A “disturbing” decline in Britain’s food production receives considerable attention this morning on a quiet day for the grocery sector. The UK will need to import more than half of its food within a generation, farmers have warned (The Guardian).

The National Farmers’ Union (NFU) said a rising population would affect the country’s self-sufficiency if the government continued to ignore British food production. It would leave households at the mercy of prices and quality elsewhere in the world and facing potential shortages, the NFU will add at its annual conference today. A chief cause of the “alarming” decline has been farmers converting land into renewable energy sites and tourist attractions in attempts to stay afloat (The Telegraph).

The UK’s self-sufficiency in homegrown food has dropped from 80% in 1980 to 62% and is heading further downwards to 53% in 2040 on current trends, according to the NFU (The Financial Times £).

More contradictory health advice from scientists this morning as parents are told to feed babies as young as four months old peanut butter or peanut snacks in a bid to reverse allergies. A study by King’s College London showed that the number of children developing a peanut allergy could be “drastically reduced” if peanuts were introduced as soon as children begin to eat solid foods. For years, parent were told that peanuts should be avoided in the early years of a child’s life (The Guardian).
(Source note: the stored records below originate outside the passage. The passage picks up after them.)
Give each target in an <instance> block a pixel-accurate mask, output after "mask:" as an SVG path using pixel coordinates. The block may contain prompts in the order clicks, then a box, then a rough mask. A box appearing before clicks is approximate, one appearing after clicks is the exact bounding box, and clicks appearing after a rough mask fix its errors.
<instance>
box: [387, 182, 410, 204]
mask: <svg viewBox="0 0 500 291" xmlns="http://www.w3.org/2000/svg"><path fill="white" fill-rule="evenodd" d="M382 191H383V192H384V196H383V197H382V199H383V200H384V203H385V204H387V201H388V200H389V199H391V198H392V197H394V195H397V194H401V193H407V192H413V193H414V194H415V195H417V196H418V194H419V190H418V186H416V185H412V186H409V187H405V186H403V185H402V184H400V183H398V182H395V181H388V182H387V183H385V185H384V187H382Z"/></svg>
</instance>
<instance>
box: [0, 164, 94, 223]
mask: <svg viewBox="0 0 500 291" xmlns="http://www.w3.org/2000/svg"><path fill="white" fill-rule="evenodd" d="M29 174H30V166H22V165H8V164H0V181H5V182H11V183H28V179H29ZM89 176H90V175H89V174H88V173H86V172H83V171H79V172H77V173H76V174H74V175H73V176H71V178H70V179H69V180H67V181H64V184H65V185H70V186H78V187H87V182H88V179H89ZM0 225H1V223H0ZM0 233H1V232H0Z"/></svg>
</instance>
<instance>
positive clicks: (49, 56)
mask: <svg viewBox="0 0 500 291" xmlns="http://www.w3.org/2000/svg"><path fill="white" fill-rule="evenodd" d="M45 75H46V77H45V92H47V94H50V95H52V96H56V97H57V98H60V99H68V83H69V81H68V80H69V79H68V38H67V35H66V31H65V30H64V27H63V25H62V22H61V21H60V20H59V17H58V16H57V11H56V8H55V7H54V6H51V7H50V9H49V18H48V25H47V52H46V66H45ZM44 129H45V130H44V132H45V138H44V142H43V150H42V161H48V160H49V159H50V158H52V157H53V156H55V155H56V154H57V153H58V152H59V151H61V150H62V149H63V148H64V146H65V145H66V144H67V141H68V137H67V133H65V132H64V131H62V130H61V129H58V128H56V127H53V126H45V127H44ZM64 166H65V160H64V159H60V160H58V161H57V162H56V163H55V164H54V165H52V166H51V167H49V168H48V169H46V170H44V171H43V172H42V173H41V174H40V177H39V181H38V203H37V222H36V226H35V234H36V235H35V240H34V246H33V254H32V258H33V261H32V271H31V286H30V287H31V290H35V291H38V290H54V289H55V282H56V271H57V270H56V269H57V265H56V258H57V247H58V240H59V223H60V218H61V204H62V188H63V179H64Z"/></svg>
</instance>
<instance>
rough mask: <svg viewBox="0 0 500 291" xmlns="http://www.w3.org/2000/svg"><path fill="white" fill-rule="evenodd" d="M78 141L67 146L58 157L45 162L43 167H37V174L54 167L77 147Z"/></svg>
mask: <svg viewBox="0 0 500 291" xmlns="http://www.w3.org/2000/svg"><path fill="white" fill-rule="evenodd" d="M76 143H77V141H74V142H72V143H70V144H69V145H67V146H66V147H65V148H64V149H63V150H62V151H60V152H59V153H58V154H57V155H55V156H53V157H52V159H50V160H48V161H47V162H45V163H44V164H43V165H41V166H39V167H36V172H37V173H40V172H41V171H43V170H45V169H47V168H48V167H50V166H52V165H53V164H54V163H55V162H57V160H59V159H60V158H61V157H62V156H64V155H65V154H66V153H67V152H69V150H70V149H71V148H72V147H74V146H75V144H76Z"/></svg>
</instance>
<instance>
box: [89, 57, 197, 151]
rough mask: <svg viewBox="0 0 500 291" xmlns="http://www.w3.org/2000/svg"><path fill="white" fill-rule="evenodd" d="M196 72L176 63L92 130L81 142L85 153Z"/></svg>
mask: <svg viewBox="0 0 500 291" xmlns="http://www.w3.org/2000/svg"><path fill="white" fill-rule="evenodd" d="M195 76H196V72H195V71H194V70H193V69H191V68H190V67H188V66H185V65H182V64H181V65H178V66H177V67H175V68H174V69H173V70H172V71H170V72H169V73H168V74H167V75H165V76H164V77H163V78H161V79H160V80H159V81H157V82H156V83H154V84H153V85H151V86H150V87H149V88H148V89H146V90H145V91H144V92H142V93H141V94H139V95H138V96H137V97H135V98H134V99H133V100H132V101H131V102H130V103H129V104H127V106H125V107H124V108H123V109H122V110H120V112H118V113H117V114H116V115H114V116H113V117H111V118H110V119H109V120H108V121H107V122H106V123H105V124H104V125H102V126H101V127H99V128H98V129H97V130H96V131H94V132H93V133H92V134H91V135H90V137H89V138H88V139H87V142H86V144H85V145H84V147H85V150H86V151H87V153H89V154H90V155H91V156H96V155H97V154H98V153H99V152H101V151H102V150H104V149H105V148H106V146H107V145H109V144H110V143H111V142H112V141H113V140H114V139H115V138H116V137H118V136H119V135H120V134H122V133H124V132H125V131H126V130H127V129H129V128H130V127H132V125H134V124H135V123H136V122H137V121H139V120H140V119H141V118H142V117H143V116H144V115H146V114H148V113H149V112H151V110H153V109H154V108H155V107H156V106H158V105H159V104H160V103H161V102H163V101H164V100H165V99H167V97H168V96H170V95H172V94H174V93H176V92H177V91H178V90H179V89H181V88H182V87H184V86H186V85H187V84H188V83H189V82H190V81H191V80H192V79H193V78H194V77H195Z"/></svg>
The Financial Times (£) picks up on yesterday’s British American Tobacco announcement that it is weighing up a £2.3bn offer to buy the remaining 25% in São Paulo-listed Souza Cruz. The paper called the move a “rare piece” of dealmaking in a tobacco industry where opportunities for consolidation are limited.

The Daily Mail puts an expected 12% first-half sales hike at Associated British Foods down to low inflation and falling energy costs as consumers with more money flock to cheap-and-cheerful Primark and stock up on high-end Twinings tea. However, low sugar prices in Europe are still acting as a drag on ABF’s profits.